2.7. Partial Structural Identification Using Fourier Transform Infrared Spectroscopy (FTIR)

The FTIR spectrum (Figure 5) of the partially purified biosurfactant of Bacillus licheniformis Ali5 showed a similar pattern to surfactin (Sigma chemicals, USA) and peaks obtained indicate that the biosurfactant is a lipopeptide, as observed by Joshi et al. [28]. Band characteristics of the peptides were at 3323 cm−1 (NH stretching mode), and at 1629 cm−1 (stretching mode of CO-N bond); while the bands at 2957–2926, 2854, 1403, 1377 cm−1 reflected the aliphatic chains (-CH3, -CH2-) of the fractions, as described in Joshi et al. [28]. It is concluded from the results that the biosurfactant is a cyclic lipopeptide, the infrared spectrum produced is quite similar to bacilli produced Surfactin and Lichenysin as reported previously [3,23].

Figure 5

Fourier transform infrared spectroscopy (FTIR) spectrum of the biosurfactant produced by B. licheniformis Ali5.
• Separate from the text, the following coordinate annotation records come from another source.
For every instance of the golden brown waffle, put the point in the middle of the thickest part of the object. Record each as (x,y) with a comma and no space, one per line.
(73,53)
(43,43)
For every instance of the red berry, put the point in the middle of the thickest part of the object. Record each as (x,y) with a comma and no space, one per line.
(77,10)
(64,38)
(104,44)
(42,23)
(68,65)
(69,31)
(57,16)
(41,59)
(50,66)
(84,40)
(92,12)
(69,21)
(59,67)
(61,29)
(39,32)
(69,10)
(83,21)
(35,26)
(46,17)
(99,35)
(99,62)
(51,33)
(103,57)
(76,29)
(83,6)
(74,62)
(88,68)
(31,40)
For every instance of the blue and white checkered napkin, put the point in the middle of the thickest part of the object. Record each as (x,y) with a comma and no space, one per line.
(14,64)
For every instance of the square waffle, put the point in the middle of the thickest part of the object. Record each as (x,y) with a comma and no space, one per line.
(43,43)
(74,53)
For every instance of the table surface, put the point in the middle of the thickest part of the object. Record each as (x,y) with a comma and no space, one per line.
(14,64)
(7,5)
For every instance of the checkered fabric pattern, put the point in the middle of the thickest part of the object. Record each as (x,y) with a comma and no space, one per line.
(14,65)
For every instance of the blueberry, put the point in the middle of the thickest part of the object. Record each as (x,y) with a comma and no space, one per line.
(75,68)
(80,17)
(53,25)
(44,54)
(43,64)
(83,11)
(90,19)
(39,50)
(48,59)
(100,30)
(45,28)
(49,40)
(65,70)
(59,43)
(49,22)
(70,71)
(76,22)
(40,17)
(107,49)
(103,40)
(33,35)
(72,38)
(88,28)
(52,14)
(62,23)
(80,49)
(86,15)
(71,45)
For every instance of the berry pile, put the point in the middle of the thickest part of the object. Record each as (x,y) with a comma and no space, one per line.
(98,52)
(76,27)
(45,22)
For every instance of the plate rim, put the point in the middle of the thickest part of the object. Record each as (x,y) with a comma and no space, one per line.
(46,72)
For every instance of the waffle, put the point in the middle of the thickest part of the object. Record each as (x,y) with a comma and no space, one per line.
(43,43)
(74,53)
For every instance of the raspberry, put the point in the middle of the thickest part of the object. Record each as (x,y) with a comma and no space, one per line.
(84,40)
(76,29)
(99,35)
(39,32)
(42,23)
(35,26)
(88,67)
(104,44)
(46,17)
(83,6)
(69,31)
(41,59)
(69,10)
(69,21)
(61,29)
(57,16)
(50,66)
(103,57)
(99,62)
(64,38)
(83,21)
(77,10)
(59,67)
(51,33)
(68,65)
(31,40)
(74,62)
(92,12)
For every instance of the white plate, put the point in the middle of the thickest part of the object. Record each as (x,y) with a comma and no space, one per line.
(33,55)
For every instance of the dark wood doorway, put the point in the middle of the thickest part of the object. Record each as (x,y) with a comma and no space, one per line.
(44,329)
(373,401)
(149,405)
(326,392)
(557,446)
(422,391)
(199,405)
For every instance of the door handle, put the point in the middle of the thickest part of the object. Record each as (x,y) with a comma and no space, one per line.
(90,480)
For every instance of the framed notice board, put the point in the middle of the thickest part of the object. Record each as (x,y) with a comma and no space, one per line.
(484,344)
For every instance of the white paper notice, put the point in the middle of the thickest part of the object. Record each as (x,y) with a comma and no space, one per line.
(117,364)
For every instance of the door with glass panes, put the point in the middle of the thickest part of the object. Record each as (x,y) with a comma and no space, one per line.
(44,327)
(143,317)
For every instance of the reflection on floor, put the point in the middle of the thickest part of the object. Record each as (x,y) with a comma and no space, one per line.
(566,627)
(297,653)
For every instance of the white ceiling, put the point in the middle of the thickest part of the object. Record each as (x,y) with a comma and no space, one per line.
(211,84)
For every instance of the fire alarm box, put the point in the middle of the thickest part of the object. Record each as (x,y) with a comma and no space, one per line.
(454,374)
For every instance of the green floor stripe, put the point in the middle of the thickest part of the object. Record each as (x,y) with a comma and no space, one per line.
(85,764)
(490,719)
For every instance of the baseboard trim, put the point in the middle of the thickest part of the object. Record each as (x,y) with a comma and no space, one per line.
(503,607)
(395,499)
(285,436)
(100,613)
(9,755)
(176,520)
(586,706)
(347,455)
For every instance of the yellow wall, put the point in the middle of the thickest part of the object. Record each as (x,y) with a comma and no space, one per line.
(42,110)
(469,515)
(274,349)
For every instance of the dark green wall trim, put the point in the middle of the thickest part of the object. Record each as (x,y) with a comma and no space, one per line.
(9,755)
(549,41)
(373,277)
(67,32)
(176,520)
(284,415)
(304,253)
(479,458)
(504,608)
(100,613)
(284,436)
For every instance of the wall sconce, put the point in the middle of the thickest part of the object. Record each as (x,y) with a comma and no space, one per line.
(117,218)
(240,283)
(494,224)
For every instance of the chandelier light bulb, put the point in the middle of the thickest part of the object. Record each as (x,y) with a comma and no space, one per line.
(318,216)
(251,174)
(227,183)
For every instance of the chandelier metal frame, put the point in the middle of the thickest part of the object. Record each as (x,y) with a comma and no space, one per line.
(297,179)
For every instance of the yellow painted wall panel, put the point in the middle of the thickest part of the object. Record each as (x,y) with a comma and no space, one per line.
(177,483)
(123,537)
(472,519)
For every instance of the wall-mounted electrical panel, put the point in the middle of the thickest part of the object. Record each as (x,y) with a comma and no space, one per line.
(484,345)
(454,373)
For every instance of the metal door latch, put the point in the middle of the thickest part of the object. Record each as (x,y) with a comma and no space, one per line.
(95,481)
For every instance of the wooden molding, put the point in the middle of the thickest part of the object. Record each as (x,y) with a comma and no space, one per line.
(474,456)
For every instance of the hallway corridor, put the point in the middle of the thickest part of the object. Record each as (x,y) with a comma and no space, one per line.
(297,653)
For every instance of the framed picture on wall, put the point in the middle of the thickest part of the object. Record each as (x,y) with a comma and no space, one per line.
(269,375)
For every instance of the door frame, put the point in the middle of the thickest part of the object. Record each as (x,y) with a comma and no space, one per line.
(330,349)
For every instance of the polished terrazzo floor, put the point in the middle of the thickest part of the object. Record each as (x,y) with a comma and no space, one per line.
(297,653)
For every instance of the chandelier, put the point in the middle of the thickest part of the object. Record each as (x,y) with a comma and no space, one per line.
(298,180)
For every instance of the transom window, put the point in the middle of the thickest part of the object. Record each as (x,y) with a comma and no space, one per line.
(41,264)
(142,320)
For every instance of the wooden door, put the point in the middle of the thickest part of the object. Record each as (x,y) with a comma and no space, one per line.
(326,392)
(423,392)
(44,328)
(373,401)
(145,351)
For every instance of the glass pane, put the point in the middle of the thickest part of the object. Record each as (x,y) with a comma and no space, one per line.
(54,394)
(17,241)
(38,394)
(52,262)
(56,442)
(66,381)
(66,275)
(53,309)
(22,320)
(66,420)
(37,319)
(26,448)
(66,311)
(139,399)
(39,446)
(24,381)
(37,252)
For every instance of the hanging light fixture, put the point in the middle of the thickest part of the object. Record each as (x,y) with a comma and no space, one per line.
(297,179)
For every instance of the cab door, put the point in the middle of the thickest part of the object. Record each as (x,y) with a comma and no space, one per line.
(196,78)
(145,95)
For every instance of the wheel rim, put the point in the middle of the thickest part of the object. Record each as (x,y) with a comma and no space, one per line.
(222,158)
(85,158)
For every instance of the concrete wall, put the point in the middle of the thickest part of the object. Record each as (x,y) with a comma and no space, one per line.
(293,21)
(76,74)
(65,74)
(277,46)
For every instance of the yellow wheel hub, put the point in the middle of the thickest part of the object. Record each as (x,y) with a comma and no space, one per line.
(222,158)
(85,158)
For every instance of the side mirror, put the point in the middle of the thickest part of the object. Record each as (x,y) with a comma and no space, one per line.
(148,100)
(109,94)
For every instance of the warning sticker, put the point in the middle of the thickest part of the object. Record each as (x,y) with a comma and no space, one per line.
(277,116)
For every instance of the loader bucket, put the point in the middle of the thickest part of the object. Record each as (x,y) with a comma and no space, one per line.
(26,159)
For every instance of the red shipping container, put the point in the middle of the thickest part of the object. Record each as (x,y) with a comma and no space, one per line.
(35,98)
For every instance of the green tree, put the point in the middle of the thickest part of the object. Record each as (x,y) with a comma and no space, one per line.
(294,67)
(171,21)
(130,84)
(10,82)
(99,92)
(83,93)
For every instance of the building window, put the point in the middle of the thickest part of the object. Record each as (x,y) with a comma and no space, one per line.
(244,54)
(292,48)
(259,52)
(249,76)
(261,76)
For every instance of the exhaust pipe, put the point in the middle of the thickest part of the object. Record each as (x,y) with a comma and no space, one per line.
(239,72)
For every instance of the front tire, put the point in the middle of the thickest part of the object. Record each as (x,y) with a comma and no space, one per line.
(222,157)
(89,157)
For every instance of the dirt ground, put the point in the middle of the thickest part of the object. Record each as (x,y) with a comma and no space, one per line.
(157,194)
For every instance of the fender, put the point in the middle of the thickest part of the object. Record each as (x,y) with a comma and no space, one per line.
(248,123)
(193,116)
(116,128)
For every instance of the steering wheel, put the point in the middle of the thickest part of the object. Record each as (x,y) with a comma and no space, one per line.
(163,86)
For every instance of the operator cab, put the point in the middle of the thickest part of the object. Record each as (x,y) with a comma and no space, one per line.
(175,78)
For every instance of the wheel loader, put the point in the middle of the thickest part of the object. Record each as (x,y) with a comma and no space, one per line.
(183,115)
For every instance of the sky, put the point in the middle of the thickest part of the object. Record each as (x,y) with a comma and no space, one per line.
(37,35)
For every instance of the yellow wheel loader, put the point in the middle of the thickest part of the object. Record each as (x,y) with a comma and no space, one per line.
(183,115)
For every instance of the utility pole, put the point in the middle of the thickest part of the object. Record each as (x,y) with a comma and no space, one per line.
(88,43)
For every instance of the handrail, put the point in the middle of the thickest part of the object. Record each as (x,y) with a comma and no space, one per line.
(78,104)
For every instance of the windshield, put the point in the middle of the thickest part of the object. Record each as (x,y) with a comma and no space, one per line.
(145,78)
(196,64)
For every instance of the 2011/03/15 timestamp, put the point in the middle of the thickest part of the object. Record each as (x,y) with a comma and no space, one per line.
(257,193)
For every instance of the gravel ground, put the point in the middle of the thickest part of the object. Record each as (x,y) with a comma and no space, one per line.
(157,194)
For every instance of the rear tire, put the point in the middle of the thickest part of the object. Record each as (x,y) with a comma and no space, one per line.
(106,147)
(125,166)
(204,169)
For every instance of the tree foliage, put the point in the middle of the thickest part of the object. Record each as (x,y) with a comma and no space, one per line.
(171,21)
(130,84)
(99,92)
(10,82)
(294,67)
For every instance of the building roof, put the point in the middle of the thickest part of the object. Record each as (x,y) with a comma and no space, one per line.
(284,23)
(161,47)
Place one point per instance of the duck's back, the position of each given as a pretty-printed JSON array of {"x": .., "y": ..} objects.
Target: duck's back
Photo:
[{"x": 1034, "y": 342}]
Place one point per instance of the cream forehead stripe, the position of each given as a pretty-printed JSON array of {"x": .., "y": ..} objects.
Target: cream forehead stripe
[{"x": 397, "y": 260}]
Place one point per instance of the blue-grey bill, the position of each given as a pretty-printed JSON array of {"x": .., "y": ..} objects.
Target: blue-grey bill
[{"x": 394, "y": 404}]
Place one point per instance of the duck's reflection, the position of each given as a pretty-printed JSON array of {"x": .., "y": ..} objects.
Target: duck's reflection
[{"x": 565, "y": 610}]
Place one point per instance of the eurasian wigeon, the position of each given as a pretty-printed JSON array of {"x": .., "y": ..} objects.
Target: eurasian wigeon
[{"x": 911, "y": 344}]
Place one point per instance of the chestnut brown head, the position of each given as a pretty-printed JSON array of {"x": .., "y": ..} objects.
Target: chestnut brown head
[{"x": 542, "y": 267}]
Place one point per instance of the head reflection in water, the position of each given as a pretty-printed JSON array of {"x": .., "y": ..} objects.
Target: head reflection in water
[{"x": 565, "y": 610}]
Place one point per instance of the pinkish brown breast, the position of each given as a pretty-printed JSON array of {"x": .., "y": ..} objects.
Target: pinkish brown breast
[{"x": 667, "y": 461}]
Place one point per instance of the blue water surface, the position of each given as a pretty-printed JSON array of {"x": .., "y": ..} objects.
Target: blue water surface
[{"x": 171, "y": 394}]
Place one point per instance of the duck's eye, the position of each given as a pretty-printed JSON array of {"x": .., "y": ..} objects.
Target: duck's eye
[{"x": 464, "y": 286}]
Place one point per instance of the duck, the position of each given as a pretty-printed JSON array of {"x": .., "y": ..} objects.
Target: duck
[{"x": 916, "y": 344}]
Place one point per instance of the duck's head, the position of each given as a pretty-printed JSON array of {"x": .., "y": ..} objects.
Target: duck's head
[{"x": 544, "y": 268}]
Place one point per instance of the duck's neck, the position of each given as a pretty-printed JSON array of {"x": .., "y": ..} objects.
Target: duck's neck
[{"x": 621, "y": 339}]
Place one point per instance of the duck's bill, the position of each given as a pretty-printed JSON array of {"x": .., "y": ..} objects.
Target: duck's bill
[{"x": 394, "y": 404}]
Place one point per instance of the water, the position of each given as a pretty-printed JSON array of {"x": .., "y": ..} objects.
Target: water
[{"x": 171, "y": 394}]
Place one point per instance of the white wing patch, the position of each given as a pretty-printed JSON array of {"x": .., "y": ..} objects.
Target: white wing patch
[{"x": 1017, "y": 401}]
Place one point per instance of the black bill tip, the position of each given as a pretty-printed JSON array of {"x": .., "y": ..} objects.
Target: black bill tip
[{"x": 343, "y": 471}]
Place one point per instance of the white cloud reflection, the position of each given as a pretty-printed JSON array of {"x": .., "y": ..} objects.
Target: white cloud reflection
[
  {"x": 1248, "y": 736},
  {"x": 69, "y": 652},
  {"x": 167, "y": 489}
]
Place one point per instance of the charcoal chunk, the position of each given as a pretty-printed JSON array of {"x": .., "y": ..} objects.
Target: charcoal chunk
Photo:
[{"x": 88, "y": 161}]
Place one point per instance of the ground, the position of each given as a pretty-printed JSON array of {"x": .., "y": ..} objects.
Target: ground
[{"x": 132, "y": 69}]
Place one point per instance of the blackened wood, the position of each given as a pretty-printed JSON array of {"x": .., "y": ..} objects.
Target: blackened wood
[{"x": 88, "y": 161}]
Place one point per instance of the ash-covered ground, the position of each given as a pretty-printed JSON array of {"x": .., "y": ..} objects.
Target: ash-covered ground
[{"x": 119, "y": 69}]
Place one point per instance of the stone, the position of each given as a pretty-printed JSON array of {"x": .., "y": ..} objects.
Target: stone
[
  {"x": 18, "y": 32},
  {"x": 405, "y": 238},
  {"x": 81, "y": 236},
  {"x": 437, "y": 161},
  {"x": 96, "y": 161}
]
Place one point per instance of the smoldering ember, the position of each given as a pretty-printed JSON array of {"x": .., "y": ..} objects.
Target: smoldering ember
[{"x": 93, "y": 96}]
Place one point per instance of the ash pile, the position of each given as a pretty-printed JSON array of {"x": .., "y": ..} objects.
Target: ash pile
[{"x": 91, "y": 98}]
2.8. MALDI TOF-MS of Produced Biosurfactant

Matrix-assisted laser desorption/ionization Time-of-flight mass spectrometry (MALDI-TOF) of the purified biosurfactant (acid precipitation/methanol extract) of B. licheniformis Ali5 strain is shown in (Figure 6). The positive mode operated MALDI-TOF demonstrated mainly the sodium adducts peaks of the compound. A total of 18 peaks were observed having mass to charge ratio within the range from 1015.400–1095.404. [M + Na]+ ions with mass to charge ratio 1015.400, 1029.420, 1030.419, 1043.424, that correspond to the heptapeptide moiety a characteristic of surfactants linked to C13, C14 and C15 hydroxy fatty acid chains. [M + K]+s with mass to charge ratio of 1087.432. The results of the analysis of B. licheniformis Ali5 produced biosurfactant indicated that the main fractions contain lipids and peptide moieties, which have similarities to lichenysin-A and their homologs. Previous studies [23,35,36] authenticated the biosurfactant from B. licheniformis as cyclic heptalipopeptide, having a small peptide chain (Gln, Leu, Val, Asp, lle) that linked to 3-3-hydroxylated tri, tetra and pentadeconoic acids.

Figure 6

The matrix-assisted laser desorption/ionization time-of-flight (MALDI TOF) spectrum of the biosurfactant produced by B. licheniformis Ali5.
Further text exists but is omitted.